Шуруп снял бушлат, запихнул шапку в рукав и пристроил одежку на крючке под верхней боковой полкой, на которой, свернувшись калачиком, спал какой-то паренек в черной спецовке, наверное, тоже из ихнего брата фэзэушников. За столиком у противоположного окна под тяжелый, засосный храп, долетавший с верхней полки, закусывали две женщины – старая и помоложе. Спавший мужчина лежал навзничь, натянув на голову обшитый сукном овчинный полушубок, из-под которого, свисая над проходом, торчали две босые мясистые ступни.
Старушка, сидевшая с правой стороны столика, нарезала на промасленной газете селедку, клала кусочки в рот и, погоняв языком по пустому беззубому рту, с бульканьем проглатывала, по-куриному вытягивая худую, жилистую шею.

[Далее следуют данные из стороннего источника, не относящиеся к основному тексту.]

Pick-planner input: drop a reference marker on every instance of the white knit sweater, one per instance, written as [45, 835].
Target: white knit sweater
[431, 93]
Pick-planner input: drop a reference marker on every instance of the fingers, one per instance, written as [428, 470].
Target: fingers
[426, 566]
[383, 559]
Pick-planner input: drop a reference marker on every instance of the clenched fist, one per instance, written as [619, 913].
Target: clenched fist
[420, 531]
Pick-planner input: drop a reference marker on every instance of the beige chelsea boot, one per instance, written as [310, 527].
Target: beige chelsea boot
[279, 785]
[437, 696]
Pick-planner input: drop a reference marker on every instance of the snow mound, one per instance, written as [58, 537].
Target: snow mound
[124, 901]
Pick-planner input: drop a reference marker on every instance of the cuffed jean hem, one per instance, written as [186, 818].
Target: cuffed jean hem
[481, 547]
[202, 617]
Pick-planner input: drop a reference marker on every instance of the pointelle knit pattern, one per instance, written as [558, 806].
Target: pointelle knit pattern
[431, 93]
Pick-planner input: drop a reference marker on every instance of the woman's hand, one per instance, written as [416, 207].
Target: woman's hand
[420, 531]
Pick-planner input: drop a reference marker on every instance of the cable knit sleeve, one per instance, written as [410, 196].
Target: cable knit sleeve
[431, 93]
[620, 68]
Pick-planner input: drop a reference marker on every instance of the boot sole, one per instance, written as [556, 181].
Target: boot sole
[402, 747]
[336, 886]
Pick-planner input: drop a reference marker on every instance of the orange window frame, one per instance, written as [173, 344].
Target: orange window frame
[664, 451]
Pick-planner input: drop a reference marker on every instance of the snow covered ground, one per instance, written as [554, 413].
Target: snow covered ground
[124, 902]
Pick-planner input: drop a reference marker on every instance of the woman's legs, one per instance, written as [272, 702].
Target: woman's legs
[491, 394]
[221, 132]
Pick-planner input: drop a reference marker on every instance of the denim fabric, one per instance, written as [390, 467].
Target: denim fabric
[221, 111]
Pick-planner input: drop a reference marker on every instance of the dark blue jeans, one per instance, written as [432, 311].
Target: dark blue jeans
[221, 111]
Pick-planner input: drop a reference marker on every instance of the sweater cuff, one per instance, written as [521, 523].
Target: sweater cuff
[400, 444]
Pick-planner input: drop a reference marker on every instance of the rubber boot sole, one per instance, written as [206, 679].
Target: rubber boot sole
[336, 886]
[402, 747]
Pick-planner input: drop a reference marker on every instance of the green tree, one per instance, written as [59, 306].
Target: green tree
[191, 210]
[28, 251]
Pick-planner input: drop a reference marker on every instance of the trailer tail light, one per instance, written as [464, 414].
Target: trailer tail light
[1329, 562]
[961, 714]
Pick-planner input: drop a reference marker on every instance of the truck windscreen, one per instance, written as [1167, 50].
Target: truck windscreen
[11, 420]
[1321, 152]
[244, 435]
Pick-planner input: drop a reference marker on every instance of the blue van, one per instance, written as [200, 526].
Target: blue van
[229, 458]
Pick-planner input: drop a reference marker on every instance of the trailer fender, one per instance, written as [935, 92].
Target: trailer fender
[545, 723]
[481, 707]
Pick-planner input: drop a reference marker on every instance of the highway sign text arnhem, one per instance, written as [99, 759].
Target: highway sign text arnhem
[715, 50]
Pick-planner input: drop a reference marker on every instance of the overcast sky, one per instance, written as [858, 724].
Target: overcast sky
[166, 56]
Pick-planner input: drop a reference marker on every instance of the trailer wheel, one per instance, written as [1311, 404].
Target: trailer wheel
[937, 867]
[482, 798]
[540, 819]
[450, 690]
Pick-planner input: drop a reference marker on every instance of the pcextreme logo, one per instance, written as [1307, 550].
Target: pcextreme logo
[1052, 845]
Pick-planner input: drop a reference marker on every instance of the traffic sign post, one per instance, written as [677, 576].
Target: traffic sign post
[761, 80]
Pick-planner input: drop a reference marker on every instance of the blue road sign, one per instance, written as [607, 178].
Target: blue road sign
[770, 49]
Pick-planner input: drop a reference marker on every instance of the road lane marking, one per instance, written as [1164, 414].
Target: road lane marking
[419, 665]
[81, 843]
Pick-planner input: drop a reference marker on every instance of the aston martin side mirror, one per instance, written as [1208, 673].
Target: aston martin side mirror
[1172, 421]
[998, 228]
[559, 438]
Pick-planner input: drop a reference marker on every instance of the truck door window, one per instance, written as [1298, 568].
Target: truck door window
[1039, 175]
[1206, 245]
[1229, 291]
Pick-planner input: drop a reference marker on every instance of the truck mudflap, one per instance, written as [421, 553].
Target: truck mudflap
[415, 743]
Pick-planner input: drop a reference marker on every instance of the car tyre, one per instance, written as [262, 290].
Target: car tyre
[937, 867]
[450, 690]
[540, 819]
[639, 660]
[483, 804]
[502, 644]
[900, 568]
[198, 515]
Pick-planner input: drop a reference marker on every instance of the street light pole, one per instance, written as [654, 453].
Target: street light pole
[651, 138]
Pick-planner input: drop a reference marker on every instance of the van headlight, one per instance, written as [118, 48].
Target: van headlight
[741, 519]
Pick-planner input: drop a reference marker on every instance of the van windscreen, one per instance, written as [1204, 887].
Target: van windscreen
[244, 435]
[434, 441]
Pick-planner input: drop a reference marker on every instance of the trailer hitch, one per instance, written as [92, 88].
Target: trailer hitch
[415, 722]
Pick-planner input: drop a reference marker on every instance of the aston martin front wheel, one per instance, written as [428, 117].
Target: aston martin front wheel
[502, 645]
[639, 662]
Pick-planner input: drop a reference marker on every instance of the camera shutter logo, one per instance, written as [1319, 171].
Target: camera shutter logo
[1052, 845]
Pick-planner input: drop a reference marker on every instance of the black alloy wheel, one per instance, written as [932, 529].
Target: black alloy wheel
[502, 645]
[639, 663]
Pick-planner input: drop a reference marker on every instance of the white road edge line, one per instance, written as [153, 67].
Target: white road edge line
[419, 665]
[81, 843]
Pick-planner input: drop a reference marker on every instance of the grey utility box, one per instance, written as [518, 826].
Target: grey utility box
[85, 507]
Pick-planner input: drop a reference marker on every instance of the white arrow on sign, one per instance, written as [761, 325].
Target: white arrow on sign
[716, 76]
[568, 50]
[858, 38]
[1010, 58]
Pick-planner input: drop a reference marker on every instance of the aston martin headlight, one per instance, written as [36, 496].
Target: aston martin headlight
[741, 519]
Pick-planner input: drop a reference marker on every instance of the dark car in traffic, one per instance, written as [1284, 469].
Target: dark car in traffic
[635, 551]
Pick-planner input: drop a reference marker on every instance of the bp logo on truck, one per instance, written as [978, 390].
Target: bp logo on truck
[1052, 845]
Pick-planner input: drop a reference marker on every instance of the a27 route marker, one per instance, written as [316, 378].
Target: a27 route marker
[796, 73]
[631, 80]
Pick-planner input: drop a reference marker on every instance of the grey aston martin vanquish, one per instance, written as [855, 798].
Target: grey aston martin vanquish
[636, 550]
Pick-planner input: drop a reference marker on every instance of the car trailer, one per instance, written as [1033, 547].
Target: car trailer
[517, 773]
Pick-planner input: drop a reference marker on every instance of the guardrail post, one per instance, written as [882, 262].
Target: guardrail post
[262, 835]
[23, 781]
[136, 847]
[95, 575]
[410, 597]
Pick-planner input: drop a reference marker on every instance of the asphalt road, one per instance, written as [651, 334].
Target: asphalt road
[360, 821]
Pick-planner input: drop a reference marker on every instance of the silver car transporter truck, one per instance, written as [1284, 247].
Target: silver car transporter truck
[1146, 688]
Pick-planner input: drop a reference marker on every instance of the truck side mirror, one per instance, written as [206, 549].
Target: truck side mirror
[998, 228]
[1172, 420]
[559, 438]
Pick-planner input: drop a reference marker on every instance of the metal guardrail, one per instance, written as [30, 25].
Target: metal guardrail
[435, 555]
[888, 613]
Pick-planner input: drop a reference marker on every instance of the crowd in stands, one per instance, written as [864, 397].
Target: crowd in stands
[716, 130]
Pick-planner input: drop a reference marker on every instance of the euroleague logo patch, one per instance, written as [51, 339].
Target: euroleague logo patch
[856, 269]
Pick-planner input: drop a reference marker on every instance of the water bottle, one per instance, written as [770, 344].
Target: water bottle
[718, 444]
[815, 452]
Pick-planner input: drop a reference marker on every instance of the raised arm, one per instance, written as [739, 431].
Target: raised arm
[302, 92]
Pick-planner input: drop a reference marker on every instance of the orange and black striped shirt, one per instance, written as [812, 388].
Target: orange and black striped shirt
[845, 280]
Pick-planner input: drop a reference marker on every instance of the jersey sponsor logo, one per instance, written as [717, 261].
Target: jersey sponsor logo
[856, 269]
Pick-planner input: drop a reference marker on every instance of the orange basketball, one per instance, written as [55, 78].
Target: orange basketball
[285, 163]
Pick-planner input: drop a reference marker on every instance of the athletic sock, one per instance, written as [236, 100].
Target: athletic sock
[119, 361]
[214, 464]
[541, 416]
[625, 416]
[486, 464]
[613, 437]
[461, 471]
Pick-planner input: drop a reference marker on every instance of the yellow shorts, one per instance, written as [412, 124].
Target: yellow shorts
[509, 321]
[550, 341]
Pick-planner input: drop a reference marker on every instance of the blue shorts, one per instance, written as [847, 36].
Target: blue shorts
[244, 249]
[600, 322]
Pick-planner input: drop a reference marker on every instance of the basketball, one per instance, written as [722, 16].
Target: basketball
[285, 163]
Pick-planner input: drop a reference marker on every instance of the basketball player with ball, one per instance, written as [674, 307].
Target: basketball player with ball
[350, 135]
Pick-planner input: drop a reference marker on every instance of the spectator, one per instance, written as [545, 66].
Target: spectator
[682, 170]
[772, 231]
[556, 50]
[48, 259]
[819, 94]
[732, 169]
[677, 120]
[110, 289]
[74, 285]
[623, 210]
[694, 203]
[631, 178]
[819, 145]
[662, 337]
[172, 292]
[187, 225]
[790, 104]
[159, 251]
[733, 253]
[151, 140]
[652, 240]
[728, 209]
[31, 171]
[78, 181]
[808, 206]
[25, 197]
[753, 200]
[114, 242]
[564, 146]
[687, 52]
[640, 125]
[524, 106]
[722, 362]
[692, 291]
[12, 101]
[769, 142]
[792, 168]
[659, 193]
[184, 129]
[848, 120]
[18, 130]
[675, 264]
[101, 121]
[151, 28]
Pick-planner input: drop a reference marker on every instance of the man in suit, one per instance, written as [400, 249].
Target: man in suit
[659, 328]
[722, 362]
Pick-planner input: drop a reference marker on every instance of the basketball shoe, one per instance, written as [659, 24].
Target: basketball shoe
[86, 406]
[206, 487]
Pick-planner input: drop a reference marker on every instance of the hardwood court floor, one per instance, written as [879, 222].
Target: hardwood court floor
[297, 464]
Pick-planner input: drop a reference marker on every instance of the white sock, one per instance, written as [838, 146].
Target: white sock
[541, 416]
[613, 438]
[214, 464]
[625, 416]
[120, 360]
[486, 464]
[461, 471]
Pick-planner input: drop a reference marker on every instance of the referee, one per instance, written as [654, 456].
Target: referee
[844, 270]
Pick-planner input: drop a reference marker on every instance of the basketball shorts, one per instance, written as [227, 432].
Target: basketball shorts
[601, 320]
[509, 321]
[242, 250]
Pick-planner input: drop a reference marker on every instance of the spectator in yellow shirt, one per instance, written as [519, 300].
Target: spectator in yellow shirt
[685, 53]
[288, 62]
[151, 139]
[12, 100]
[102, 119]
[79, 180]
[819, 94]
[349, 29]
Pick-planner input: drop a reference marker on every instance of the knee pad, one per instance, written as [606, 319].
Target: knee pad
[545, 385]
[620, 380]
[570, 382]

Несмотря на духоту, она сидела в теплом старомодном полусаке и только шаль сдвинула на плечи, оставив на голове белый ситцевый платочек, завязанный под остро выступавшим подбородком.
По другую сторону столика за стаканом чая, лениво дымящимся на солнце, сидела женщина в черном платке, низко и туго обтягивавшем широкий лоб. В черной раме платка четко желтело крупное неподвижное лицо, густо испещренное рябинами, которые не давали появляться ни складкам, ни морщинам, и оттого лицо казалось каменно-мертвым, будто высечено из пористого, выветренного песчаника.
Как только Шуруп устроился, старушка, поедавшая селедку, попросила его забросить на самую верхнюю полку холщовый мешок, который лежал у ее ног под столиком.
– Мне-то он, родненький, не помеха, а кому может и помешать. Непорядок, скажут.
– Чеснок, что ли? – потянул носом Шуруп, закатывая не по старухе тяжелый мешок на полку.
– Чесночек, родненький, чесночек. Кормилец наш. Кабы не чесночек – хоть по миру ступай. У нас-то он промеж других овощей не виден. А есть такие местности, где он слаще меду-сахару. Привезу – спасибо скажут.
– Уж это на кого наскочишь! – неожиданно грубым, мужским голосом проговорила ряболицая.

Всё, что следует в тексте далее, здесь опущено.